Well, that was the easy part. The real challenge was figuring out how to track all these events in real time so we could continuously update the map every few minutes.

To manage this, I used several Redis sorted sets, grouped by event type:

• EVENT_DRIVING

• EVENT_SIGNUP

• EVENT_SWIPE

Each set holds user IDs as members, with their current <latitude, longitude> stored using Redis' GEOADD command. These sets guarantee that each user has only one location entry, so as we receive location updates, we simply overwrite the previous value—giving us the user's most recent location at any given time.

But there's a catch: if a driver stops moving or goes offline, their entry becomes stale.

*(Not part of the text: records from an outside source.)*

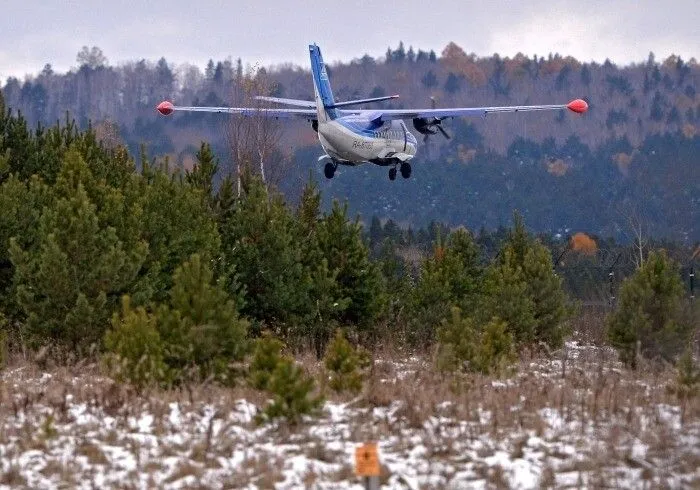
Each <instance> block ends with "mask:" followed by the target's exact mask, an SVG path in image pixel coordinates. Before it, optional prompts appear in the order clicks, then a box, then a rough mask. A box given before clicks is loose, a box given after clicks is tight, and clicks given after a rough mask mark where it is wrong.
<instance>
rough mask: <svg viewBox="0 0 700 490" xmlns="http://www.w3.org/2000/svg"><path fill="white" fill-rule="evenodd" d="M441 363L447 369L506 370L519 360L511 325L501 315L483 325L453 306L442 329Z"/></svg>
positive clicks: (440, 360) (439, 341) (456, 369)
mask: <svg viewBox="0 0 700 490" xmlns="http://www.w3.org/2000/svg"><path fill="white" fill-rule="evenodd" d="M438 339H439V346H438V357H437V363H438V367H439V368H441V369H443V370H446V371H459V370H461V371H467V372H478V373H482V374H491V373H495V374H502V373H503V372H504V371H505V370H506V368H508V366H509V365H510V364H512V363H513V362H514V361H515V358H516V357H515V344H514V342H513V336H512V335H511V333H510V332H509V331H508V325H507V324H506V323H505V322H503V321H502V320H500V319H499V318H497V317H494V318H492V319H490V320H489V321H487V322H486V323H485V324H484V326H483V327H482V326H480V325H479V324H478V322H477V321H475V319H474V318H473V317H471V316H466V317H463V316H462V314H461V310H460V309H459V308H457V307H453V308H452V311H451V316H450V318H449V319H446V320H444V321H443V322H442V325H441V326H440V328H439V329H438Z"/></svg>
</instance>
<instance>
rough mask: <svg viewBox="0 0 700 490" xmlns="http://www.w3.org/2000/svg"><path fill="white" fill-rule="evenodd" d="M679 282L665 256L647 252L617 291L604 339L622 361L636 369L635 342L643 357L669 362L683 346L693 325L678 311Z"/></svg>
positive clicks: (674, 273) (681, 312)
mask: <svg viewBox="0 0 700 490" xmlns="http://www.w3.org/2000/svg"><path fill="white" fill-rule="evenodd" d="M682 298H683V283H682V281H681V278H680V275H679V274H678V267H677V265H676V264H675V263H674V262H673V261H672V260H671V259H670V258H668V257H667V256H666V253H665V252H663V251H661V252H651V253H650V254H649V256H648V257H647V260H646V261H645V262H644V263H643V264H642V266H641V267H640V268H639V269H637V271H636V272H635V273H634V275H633V276H631V277H630V278H628V279H626V280H625V282H624V283H623V284H622V287H621V288H620V301H619V303H618V305H617V308H616V310H615V311H614V312H613V313H612V314H611V316H610V318H609V320H608V339H609V340H610V343H611V344H612V345H613V346H614V347H615V348H616V349H617V350H618V352H619V353H620V358H621V359H622V361H623V362H625V363H627V364H629V365H631V366H633V367H634V366H636V364H637V356H636V352H637V343H639V348H640V354H641V355H643V356H644V357H646V358H651V359H653V358H657V357H660V358H663V359H666V360H671V359H673V357H674V356H675V355H677V354H678V353H679V352H680V351H681V350H682V349H683V347H684V346H685V344H686V342H687V339H688V336H689V334H690V332H691V331H692V328H693V325H692V323H691V321H688V319H684V318H683V316H682V310H681V300H682Z"/></svg>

Redis does support TTLs (time-to-live), but it doesn't allow expiring individual members of a set. So I had to get creative.

To work around this, I store a separate key for each active user using a naming pattern like LIVE_EVENTS_<user_id>, and assign a 5-minute TTL to each. Then, every 10 minutes, I scan through the geo sets and prune out any user IDs that no longer have a corresponding LIVE_EVENTS_* key—effectively cleaning up stale locations.

And that map you see at the top of this post? It was built exactly this way—stitched together from Redis geo sets, rendered by a Flask server, and piped straight from a Jupyter notebook prototype into production.